Farama-Foundation / stable-retro

Retro games for Reinforcement Learning
https://stable-retro.farama.org/
MIT License
161 stars 34 forks source link

support double dragon Neo-Geo(MAME Emulator) ? #4

Open dota2heqiuzhi opened 1 year ago

dota2heqiuzhi commented 1 year ago

I want to integrate mame2003-plus-libretro emulator in stable-retro. So I can train an AI on the game Double Dragon (there are many versions of this game, but I'm looking for the 1995 fighting game released on Neo-Geo and PS1). image

Can someone provide some tutorials or give step-by-step instructions? For example, do I need to modify the source code myself, or compile the source code? Thank you very much! I am a beginner and really don't know what to do. I really want to use this game to train an AI and get started with reinforcement learning.

Double Dragon ROM: https://archive.org/details/MAME_2003-Plus_Reference_Set_2018. The lib is available at https://github.com/libretro/mame2003-plus-libretro.

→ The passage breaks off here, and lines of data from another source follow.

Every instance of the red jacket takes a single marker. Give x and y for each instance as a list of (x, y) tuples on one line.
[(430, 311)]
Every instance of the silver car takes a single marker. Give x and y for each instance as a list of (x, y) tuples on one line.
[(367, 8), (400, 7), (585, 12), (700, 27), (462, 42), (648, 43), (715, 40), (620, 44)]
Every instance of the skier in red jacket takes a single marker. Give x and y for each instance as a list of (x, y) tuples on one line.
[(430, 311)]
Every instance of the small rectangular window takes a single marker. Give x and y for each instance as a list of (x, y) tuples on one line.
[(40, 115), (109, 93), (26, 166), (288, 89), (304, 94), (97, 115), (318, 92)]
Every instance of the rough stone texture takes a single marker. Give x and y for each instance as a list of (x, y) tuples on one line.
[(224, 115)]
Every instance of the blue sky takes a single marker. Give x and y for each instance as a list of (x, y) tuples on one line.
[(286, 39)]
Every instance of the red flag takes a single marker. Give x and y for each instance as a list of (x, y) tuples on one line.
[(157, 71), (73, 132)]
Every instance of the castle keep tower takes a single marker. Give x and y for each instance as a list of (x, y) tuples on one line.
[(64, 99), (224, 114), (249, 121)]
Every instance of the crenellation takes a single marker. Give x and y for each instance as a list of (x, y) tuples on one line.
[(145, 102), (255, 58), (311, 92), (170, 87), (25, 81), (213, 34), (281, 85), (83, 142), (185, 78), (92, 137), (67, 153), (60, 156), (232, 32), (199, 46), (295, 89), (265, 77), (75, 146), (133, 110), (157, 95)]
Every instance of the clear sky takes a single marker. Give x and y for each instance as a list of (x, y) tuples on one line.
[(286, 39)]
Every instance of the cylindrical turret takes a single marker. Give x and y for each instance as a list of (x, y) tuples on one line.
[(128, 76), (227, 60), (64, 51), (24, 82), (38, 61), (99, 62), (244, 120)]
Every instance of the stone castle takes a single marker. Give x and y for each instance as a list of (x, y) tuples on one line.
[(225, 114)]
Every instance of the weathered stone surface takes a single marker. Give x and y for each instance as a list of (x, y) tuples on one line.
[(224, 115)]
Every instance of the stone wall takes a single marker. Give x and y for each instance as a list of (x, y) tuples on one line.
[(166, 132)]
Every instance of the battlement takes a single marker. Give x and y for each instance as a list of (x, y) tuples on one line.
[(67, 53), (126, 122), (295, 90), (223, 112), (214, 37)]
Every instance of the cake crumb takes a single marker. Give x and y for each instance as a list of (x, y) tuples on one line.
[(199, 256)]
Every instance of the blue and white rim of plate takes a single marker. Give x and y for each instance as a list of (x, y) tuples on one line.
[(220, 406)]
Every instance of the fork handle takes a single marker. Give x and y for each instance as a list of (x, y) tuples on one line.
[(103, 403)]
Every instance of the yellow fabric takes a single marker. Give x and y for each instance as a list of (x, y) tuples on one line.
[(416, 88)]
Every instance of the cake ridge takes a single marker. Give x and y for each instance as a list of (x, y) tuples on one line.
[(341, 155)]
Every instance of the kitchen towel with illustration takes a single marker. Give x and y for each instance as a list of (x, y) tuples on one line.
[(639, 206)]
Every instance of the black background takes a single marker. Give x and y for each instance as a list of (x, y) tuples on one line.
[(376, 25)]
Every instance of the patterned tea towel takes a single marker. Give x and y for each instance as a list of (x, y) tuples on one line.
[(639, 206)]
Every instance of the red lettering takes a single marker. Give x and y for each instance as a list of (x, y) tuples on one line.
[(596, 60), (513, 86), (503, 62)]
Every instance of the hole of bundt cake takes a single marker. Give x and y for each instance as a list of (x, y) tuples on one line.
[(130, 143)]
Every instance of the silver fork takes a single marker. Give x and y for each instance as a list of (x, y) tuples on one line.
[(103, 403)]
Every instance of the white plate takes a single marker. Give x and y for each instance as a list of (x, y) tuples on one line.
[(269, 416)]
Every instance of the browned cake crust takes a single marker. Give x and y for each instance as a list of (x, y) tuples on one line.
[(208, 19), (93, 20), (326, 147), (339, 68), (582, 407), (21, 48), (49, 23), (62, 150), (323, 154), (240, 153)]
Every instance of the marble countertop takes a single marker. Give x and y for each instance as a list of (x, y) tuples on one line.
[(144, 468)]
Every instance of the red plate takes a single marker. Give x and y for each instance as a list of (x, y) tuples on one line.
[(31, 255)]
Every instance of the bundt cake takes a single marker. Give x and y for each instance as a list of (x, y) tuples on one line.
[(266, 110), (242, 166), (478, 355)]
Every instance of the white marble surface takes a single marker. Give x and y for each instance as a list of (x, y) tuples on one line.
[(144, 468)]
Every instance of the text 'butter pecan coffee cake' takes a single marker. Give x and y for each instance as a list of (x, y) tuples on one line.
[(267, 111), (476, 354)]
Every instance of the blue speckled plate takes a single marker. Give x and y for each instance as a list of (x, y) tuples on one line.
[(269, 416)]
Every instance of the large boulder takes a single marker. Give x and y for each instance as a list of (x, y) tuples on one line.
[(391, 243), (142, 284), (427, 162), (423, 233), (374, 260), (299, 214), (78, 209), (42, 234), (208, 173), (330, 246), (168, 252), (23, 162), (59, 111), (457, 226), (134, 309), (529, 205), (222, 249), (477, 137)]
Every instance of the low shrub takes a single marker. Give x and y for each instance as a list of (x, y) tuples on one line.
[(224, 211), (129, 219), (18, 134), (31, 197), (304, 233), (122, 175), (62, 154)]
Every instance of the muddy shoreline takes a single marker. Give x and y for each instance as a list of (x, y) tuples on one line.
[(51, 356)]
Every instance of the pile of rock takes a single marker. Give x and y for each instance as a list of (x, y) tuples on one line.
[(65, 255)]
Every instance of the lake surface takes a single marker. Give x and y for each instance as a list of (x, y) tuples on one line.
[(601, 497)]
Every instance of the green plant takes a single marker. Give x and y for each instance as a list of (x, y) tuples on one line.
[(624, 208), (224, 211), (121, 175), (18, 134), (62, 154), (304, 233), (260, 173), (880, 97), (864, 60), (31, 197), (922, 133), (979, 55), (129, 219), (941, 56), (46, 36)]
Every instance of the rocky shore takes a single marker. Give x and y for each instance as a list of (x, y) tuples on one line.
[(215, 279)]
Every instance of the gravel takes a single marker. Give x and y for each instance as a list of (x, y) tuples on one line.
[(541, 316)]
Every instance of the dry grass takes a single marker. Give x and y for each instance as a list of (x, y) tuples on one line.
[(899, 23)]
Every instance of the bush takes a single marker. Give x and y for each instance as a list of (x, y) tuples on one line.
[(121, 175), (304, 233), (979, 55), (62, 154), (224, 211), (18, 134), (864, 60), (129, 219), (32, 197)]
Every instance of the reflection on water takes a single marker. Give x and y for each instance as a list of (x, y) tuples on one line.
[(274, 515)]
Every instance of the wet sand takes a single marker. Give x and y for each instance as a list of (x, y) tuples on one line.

I see that Gym Retro supports the Libretro API, and MAME 2003-Plus is also developed based on Libretro. So there may not be much that needs to be changed, right?

image

image

MatPoliquin commented 1 year ago

@dota2heqiuzhi I integrated a Sega 32x emulator along with Virtua Fighter (in 3D) and made a guide on how to integrate a core in stable-retro: Emulator integration Guide

I am working on integrating the mame2003plus emulator but meeting some roadblocks, it crashed when opening a rom in the integration tool, also crashed in the basic tests. I have tried FBNeo (the supports your game as well) and same issues as with the mame2003plus one

dota2heqiuzhi commented 1 year ago

@dota2heqiuzhi I integrated a Sega 32x emulator along with Virtua Fighter (in 3D) and made a guide on how to integrate a core in stable-retro: Emulator integration Guide

I am working on integrating the mame2003plus emulator but meeting some roadblocks, it crashed when opening a rom in the integration tool, also crashed in the basic tests. I have tried FBNeo (the supports your game as well) and same issues as with the mame2003plus one

Thank you very much! It seems that this thing is quite difficult, as you couldn't handle it, and as a beginner, I should be even less able to handle it. However, when I have some free time, I will try it myself.

MatPoliquin commented 1 year ago

@dota2heqiuzhi I have maybe good news for you, I integrated FBNeo emulator (alternative to MAME) that supports your game. You can access it in the fbneo branch. I haven't merged in master yet since I still need to make the integration cleaner but it works Note that I only integrated the Mortal Kombat I game but Double Dragon should be similar

dota2heqiuzhi commented 8 months ago

@dota2heqiuzhi I have maybe good news for you, I integrated FBNeo emulator (alternative to MAME) that supports your game. You can access it in the fbneo branch. I haven't merged in master yet since I still need to make the integration cleaner but it works Note that I only integrated the Mortal Kombat I game but Double Dragon should be similar

The "gym-retro-integratioin" tool does not support zip format(FinalBurn Neo rom data type),How did you integrate the game? 企业微信截图_17054926746640

MatPoliquin commented 8 months ago

@dota2heqiuzhi It does support zip files in the fbneo branch where I integrated FBNeo: https://github.com/Farama-Foundation/stable-retro/tree/fbneo

dota2heqiuzhi commented 8 months ago

@dota2heqiuzhi It does support zip files in the fbneo branch where I integrated FBNeo: https://github.com/Farama-Foundation/stable-retro/tree/fbneo

thank you very much. I have now successfully opened the game I need (doubledr) using "Integration UI". Next, I will try to integrate this game and start learning reinforcement learning. I'll come back and ask you if I have any problems. image

victorsevero commented 8 months ago

Hello, @dota2heqiuzhi! if you're a beginner at RL, I highly recommend starting with much simpler environments so you can get a grasp on it, like some Atari games (Pong and Breakout) or maybe even take a step back from stable-retro and go directly with pure gymnasium (CartPole and Pendulum). I also highly recommend the RL bible to learn what is actually happening under the (at first seemly) complicated algorithms that you might use.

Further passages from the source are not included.